El control de acceso a los datos, y no admite excepciones desde el momento en que hay un usuario que no eres tú: es la única cuyo fallo es irreversible, porque una fuga de datos no se deshace. Las demás pesan según el caso —si la aplicación no guarda datos personales, el área legal casi desaparece; si la usan tres personas de tu empresa, el soporte se resuelve por teléfono—.

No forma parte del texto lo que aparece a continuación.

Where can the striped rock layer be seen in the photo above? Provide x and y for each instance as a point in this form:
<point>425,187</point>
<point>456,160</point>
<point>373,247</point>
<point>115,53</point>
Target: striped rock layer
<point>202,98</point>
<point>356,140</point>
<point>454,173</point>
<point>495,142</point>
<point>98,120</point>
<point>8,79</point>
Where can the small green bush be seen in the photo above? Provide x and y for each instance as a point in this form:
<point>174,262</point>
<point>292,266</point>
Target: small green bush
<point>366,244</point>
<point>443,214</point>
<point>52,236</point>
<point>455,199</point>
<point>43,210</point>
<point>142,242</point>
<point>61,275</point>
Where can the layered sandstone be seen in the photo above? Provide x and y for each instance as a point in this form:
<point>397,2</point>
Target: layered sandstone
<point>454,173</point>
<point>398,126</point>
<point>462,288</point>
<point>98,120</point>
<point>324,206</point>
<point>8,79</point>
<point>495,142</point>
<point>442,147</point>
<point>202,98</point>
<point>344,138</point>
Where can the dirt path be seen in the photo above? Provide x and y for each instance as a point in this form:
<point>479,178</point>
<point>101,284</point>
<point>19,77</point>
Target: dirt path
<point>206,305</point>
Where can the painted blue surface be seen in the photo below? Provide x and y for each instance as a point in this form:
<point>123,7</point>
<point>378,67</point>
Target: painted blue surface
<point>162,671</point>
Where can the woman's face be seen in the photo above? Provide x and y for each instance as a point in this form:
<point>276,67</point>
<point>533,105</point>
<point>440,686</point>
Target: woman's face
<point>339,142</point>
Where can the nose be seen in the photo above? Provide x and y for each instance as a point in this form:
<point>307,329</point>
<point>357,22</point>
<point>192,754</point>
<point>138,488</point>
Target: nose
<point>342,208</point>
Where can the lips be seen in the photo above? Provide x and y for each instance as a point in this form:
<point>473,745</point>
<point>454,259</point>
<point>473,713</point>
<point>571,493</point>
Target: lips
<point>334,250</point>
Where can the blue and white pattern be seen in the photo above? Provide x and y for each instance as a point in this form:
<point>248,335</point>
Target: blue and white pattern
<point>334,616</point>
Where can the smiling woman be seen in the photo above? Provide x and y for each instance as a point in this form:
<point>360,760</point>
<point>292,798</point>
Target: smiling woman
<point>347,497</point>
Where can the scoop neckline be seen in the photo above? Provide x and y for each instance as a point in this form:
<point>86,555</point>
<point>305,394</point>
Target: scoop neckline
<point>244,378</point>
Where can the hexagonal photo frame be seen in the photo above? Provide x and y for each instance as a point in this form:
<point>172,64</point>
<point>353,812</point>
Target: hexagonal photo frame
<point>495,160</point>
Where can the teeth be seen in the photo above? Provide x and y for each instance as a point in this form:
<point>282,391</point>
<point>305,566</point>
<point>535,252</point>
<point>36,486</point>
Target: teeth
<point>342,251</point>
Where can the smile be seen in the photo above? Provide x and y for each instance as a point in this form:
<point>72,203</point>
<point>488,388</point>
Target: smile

¿Cómo compruebo mis copias de seguridad?
Restaurando una en un proyecto nuevo y cronometrándolo. Ese número es tu tiempo real de recuperación. Una copia automática que nunca se ha restaurado no es una copia, es una suposición, y se descubre el día que hace falta, que es el peor día posible.
¿Necesito monitorización para una app pequeña?
Necesitas enterarte antes que el cliente. Un aviso automático por correo cuando una petición devuelve error cuesta unos diez minutos de configuración y cambia por completo tu capacidad de reaccionar. Sin él, tu sistema de detección de incidencias son tus usuarios enfadados.
¿Qué me exige el RGPD antes de abrir a clientes en España?
Una política de privacidad que describa tu aplicación real y no una plantilla, base legal para cada dato que pides, poder borrar los datos de una persona sin entrar a mano en la base de datos, contratos de encargado del tratamiento con los proveedores que tocan datos personales, y datos alojados en la Unión Europea o la transferencia documentada.
¿Por qué importa saber el coste por usuario?
Porque sin ese número no puedes poner precio, y con modelos de IA de por medio el margen se evapora sin que te enteres hasta que llega la factura. Va acompañado de dos configuraciones que nadie trae puestas por defecto: tope de gasto en cada proveedor y límite de peticiones en los puntos de entrada que cuestan dinero.
¿Y si tengo varias áreas en rojo?
Depende de qué pierdes si la aplicación falla y no puedes arreglarla en 48 horas. Si solo pierdes tiempo, abre y arregla seguridad y datos en paralelo. Si pierdes clientes o tienes que devolver dinero, cierra las siete antes. Si hay datos de terceros expuestos o riesgo de sanción, revisión externa antes de abrir.